Another problem is that subject were stimulated with 2-3 different  setup during one day. It is not clear, how big  the carry over effect could be form the preceding session to the next. This can influence the effect quite strongly.

Reply:

Thank you for your concerns. The effect of GVS seems to be both profound and sustained if the GVS stimulus is repeated in multiple sessions. Several variables can influence the duration of GVS effects, including the intensity and length of stimulation, as well as individual differences. Based on our observations and findings from other studies, the immediate effects of GVS—such as induced sway or sensations of dizziness—are generally short-lived, persisting for mere seconds to a few minutes. However, potential aftereffects or the residual impact of GVS can last longer, sometimes up to several hours. Given these variations, there's a pressing need for comprehensive, controlled studies focusing on the cumulative and long-term effects of GVS. Such research, ideally with a sizable sample, is crucial before integrating GVS into clinical practice and pinpointing the most efficacious paradigm.

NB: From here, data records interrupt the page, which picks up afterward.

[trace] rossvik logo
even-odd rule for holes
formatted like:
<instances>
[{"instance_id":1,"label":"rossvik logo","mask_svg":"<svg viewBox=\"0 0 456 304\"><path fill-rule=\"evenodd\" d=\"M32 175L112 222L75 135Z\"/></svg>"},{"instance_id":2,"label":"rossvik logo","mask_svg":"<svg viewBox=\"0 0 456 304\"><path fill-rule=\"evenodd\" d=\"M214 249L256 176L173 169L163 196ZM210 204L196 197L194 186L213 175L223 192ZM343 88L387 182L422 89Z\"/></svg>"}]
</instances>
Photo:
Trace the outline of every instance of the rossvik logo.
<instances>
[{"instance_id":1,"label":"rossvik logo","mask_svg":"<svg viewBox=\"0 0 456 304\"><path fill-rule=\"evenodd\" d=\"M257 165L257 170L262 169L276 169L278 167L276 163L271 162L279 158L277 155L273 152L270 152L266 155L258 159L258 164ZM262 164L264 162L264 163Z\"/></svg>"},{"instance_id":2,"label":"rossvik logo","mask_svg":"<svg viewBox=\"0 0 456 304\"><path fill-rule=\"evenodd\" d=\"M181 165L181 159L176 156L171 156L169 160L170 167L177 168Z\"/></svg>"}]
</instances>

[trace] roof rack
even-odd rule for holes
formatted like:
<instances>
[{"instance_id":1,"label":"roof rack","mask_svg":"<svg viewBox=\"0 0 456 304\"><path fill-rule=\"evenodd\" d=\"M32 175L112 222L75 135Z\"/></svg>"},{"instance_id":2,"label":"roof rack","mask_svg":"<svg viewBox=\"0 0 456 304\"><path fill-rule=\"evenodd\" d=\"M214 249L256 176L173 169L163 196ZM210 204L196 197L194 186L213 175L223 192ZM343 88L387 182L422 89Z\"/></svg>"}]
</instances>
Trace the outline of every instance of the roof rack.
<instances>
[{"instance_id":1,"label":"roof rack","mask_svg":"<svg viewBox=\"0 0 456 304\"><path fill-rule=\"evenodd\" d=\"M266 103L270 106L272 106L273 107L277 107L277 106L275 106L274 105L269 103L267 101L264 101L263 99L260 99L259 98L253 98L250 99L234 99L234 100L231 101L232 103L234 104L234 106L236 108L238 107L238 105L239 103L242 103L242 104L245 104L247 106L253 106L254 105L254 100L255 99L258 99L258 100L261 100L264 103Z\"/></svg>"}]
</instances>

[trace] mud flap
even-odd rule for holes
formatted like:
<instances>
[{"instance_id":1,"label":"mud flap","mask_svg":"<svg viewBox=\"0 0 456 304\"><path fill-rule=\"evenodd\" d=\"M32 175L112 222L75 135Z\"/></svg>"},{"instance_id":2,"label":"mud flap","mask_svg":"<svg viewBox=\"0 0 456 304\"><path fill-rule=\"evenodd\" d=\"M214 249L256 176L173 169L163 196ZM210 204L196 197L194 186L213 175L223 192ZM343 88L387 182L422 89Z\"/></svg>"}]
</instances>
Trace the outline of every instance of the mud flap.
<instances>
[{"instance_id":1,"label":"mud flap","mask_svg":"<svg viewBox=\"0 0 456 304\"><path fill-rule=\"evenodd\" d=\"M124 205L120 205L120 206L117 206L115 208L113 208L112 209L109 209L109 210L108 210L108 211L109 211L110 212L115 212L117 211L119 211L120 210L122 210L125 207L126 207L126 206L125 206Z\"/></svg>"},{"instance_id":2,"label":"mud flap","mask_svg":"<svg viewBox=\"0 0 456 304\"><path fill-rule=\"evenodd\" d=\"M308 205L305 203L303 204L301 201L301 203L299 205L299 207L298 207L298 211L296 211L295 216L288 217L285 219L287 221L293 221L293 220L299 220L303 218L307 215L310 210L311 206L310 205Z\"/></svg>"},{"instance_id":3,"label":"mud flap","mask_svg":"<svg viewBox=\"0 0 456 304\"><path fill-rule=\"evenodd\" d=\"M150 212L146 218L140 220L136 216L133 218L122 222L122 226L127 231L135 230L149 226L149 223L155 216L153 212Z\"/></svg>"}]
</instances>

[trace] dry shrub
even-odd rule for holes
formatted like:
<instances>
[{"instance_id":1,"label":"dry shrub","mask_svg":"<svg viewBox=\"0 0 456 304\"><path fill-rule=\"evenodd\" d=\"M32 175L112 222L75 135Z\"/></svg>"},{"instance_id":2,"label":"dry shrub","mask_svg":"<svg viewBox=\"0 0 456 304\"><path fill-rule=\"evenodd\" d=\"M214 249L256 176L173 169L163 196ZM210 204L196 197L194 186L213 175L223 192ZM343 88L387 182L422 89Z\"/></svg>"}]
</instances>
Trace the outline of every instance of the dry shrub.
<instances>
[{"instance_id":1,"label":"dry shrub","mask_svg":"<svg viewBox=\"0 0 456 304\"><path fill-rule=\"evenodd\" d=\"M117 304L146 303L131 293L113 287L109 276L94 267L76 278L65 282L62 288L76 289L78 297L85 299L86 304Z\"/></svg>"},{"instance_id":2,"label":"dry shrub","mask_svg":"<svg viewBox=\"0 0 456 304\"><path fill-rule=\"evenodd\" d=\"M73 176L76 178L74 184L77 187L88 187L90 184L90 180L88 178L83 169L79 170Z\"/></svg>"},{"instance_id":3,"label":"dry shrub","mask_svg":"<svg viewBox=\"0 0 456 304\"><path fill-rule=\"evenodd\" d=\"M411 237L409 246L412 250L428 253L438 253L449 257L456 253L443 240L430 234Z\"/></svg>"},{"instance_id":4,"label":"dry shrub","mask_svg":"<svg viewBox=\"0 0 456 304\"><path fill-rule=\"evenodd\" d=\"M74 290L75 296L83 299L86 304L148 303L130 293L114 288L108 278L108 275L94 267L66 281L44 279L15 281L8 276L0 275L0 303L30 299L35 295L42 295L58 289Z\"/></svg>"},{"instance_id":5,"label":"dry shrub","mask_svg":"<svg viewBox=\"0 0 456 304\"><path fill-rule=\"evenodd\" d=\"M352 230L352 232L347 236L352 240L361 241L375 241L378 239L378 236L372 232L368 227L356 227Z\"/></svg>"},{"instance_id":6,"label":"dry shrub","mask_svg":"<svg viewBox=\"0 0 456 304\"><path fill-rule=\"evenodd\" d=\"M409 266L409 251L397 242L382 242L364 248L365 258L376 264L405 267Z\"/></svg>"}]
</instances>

We have incorporated this limitation on page 18 of the revised manuscript.

These objections should be dealt in detail in the  discussion.

Also  it has to be stated, that this is a methodological study, which has shown short lasting beneficial symptomatic  effect in patient with vertigo of various origin. The results needs to be reproduced in large groups controlled by placebo..

Reply:

We appreciate your valuable recommendation.

Author Response File: Author Response.pdf

Round 2

Reviewer 3 Report

Thank you for your replies and changes made in the paper!